Add Non-Starchy Vegetables

Incorporate vegetables like spinach, tomatoes, or peppers into your scrambled eggs. These add fiber and nutrients, helping to moderate glucose spikes.

Include Healthy Fats

Add avocado or a small amount of olive oil. Healthy fats can slow digestion and the release of glucose into the bloodstream.

Pair with Whole Grains

Serve your scrambled eggs with a small portion of whole-grain toast or quinoa, which are digested more slowly.

Incorporate Nuts or Seeds

Sprinkle a handful of almonds or chia seeds on top of your eggs for added fiber and healthy fats.

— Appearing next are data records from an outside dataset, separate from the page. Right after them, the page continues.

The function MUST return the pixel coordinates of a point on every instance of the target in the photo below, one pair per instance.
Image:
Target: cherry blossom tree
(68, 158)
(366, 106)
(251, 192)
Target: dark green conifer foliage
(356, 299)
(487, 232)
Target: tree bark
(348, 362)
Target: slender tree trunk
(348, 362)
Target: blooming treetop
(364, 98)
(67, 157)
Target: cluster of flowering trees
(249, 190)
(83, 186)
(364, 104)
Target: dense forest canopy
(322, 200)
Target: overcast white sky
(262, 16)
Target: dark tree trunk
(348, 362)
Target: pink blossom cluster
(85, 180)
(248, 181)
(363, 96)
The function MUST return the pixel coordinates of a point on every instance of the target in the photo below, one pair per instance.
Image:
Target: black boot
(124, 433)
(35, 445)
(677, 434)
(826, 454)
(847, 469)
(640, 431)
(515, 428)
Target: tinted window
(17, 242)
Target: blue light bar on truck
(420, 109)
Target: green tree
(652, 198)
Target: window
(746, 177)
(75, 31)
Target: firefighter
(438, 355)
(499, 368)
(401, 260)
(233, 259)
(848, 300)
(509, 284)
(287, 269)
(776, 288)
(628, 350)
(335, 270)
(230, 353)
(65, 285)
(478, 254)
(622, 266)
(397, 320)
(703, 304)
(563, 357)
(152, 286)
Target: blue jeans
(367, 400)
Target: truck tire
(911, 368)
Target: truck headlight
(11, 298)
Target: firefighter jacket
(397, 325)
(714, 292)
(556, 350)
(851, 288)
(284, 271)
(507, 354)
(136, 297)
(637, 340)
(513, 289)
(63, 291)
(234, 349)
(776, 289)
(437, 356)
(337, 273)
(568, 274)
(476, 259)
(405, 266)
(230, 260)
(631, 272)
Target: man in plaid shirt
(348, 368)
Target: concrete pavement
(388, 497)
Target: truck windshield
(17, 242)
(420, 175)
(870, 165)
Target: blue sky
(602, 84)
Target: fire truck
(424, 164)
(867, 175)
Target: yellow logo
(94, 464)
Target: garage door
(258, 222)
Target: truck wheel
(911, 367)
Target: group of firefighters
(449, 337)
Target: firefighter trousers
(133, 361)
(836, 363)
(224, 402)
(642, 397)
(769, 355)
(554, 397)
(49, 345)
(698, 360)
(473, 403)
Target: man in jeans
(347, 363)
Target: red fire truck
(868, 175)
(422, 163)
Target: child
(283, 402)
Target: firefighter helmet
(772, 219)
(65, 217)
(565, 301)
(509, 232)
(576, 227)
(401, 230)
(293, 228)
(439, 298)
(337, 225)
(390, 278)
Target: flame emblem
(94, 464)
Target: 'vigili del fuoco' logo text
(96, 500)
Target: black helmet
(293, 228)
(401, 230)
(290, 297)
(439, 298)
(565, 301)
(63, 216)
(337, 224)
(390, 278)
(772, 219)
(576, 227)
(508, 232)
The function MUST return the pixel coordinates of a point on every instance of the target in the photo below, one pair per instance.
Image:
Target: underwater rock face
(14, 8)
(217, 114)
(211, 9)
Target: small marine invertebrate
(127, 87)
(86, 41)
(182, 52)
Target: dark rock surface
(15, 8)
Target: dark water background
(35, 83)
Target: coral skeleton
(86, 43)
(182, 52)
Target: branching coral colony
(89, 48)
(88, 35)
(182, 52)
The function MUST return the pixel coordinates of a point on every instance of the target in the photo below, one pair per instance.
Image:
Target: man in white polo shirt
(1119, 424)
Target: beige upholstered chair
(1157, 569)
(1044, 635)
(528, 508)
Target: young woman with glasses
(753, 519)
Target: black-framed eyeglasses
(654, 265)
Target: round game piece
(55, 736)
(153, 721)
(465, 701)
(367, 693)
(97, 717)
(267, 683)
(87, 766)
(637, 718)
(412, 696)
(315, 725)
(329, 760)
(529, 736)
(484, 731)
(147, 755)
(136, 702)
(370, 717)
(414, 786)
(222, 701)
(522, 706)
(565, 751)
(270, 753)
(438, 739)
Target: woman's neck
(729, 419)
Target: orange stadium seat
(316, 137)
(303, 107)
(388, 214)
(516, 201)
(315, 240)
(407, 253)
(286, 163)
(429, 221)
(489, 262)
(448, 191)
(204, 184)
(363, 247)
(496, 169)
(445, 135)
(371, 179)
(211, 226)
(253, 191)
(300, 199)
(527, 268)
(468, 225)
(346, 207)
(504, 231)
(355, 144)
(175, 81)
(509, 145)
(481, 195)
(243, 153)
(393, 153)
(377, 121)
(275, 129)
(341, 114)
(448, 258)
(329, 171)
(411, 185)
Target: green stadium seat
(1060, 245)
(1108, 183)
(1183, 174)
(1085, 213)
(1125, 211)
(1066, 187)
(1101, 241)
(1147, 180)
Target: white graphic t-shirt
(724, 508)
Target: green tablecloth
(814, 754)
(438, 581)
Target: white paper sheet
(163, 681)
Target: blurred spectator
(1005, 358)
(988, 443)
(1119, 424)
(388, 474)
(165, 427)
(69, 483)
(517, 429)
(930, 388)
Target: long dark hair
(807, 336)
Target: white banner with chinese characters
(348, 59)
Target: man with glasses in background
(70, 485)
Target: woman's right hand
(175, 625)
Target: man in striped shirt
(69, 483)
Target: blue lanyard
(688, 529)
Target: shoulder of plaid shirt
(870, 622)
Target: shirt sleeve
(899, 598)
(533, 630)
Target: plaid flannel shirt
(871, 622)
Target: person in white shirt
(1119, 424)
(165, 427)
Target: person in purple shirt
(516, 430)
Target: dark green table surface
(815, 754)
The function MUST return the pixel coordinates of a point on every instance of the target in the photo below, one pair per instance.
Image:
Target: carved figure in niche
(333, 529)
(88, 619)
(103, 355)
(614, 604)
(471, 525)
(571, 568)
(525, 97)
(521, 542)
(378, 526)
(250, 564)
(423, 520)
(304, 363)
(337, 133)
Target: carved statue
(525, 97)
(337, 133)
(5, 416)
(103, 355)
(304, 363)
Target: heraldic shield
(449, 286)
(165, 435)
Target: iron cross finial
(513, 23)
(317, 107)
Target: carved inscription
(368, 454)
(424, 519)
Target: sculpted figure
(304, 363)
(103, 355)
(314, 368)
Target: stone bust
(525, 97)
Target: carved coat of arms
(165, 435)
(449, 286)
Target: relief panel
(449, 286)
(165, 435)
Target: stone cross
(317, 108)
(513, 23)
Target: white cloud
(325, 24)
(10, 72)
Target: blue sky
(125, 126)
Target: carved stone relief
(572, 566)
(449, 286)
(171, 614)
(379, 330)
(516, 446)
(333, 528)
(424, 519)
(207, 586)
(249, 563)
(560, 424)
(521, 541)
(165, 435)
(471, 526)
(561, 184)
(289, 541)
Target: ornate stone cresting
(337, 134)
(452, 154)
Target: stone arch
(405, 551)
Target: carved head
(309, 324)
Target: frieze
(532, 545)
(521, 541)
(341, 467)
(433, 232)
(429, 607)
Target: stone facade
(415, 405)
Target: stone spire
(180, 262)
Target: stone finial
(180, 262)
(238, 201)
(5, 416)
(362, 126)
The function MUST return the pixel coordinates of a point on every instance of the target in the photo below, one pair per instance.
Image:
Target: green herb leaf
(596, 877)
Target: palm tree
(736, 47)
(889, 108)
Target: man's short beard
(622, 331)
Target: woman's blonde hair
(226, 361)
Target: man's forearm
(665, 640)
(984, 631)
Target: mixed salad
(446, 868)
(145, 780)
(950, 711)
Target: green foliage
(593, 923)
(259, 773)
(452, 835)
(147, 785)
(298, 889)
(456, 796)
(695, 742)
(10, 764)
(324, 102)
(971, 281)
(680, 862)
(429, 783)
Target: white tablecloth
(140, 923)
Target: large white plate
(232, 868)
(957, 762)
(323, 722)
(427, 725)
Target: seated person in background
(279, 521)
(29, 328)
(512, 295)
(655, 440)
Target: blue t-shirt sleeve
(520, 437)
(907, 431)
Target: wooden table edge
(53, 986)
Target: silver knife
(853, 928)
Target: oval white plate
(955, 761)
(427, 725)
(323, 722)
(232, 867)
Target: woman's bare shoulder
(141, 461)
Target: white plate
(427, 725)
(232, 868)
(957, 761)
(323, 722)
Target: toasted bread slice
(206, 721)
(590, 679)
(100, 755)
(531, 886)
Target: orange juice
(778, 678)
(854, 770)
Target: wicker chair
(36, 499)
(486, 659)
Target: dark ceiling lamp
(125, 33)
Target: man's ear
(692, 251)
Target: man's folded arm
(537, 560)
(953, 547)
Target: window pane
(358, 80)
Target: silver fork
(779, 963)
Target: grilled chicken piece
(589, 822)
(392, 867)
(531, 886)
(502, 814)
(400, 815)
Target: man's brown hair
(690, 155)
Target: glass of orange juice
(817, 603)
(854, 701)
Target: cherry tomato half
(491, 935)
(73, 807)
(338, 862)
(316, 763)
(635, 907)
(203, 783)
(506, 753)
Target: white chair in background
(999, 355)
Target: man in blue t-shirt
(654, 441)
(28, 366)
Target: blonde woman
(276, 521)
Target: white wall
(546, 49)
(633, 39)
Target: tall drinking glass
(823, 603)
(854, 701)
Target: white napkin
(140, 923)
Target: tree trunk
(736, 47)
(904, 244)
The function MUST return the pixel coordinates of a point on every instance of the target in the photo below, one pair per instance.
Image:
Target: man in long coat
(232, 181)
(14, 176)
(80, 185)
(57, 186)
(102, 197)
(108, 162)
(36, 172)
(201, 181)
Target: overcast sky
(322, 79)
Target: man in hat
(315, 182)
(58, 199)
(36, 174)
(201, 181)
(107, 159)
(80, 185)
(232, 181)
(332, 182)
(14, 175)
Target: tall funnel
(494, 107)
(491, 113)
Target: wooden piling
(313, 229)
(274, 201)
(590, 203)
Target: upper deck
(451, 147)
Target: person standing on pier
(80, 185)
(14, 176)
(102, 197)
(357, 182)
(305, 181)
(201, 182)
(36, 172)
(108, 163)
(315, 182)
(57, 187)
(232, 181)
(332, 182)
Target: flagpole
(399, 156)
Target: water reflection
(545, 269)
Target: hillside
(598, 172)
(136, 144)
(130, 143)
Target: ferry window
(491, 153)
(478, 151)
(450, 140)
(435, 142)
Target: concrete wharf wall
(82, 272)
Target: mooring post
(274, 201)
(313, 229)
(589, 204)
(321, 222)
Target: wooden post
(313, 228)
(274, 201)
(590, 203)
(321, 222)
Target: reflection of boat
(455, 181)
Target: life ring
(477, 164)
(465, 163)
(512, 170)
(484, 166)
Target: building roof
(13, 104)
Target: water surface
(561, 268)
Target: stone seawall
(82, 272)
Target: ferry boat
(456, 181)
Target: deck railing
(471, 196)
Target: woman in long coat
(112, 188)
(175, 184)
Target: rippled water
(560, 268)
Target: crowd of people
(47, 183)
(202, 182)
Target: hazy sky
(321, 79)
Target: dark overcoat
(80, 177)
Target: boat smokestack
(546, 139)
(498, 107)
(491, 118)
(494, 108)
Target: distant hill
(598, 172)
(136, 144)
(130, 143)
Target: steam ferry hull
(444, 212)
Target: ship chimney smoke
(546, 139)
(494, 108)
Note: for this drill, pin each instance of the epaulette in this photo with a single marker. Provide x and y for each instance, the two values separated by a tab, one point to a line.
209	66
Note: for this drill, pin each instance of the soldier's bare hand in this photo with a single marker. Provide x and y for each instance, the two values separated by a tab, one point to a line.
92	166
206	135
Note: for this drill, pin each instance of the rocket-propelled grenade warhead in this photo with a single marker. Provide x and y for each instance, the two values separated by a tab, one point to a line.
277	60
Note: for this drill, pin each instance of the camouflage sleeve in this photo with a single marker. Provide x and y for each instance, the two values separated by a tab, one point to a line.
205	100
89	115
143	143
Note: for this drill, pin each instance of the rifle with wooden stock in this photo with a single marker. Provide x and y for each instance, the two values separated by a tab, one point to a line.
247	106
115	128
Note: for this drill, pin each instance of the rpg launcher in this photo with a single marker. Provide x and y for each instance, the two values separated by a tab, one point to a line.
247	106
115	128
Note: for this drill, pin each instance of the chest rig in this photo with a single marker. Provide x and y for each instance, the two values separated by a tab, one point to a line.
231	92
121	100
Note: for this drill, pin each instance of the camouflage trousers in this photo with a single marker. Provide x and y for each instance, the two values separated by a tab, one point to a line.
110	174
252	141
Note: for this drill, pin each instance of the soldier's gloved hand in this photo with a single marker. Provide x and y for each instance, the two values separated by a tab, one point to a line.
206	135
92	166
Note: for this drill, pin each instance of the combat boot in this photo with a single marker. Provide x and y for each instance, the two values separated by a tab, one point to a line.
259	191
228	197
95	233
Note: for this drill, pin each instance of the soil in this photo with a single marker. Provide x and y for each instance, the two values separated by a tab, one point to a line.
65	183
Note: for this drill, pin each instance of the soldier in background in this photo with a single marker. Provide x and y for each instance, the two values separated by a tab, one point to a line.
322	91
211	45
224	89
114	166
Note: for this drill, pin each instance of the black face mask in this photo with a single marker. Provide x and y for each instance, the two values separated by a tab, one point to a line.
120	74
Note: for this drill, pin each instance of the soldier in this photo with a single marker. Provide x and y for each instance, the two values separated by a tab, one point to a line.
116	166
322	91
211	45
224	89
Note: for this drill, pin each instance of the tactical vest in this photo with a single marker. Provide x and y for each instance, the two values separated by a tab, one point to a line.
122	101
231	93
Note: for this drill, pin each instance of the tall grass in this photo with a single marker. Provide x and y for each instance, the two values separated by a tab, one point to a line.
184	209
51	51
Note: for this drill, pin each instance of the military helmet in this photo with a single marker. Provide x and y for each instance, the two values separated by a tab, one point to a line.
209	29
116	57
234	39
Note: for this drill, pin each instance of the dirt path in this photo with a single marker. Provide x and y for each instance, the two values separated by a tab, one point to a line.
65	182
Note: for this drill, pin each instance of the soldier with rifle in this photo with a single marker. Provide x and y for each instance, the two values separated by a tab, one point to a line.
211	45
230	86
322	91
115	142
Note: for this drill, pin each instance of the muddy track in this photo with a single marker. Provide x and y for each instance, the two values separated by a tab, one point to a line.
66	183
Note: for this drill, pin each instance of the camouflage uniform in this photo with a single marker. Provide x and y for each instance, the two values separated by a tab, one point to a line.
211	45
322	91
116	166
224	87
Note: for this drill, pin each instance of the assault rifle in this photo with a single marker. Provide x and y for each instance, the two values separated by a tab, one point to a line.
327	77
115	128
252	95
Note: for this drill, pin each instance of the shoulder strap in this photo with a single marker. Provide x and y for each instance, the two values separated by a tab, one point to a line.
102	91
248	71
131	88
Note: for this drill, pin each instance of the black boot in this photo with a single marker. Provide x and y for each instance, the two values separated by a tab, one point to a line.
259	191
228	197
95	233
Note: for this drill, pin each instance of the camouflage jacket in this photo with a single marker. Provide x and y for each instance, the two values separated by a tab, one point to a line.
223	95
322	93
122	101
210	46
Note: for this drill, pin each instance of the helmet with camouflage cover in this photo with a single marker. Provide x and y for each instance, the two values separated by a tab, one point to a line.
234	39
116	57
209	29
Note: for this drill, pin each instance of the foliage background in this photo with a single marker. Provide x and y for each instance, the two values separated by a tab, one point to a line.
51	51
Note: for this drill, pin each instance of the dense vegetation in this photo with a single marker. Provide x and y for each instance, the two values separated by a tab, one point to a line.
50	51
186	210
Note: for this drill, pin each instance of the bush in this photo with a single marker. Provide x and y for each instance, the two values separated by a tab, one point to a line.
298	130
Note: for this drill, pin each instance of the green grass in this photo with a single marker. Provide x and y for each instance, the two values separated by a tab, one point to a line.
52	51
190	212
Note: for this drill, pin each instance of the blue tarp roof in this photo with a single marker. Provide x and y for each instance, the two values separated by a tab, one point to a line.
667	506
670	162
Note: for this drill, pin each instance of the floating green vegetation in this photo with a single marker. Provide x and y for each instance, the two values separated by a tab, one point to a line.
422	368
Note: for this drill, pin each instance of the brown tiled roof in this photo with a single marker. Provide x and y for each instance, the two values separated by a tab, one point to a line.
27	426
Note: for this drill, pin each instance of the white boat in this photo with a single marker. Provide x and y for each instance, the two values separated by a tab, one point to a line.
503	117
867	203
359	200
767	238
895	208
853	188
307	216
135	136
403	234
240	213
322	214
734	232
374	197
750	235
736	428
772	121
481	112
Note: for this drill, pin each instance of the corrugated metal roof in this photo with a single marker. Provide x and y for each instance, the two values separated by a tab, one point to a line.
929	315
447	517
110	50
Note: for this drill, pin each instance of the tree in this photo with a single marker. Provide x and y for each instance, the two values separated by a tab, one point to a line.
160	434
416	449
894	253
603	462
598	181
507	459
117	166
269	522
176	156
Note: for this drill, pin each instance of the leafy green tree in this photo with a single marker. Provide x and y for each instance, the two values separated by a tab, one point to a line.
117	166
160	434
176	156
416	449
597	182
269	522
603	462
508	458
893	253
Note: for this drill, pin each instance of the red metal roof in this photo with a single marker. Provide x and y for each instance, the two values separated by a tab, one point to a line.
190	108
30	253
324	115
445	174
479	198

Combine with Protein-Rich Foods

Add a side of cottage cheese or Greek yogurt to provide additional protein, which can help stabilize blood sugar levels.

Control Portion Size

Be mindful of the quantity of eggs consumed to avoid overeating, which can contribute to glucose spikes.

Stay Hydrated

Drink water alongside your meal to aid digestion and maintain balanced blood sugar levels.

Include Cinnamon

Sprinkle some cinnamon on your eggs or accompanying food, as it may help improve insulin sensitivity.

Add a Side of Berries

Enjoy a small serving of strawberries or blueberries, which are low in sugar compared to other fruits and rich in antioxidants.

Monitor Meal Timing

Try eating smaller, more frequent meals throughout the day instead of having large portions at once to help maintain stable blood sugar levels.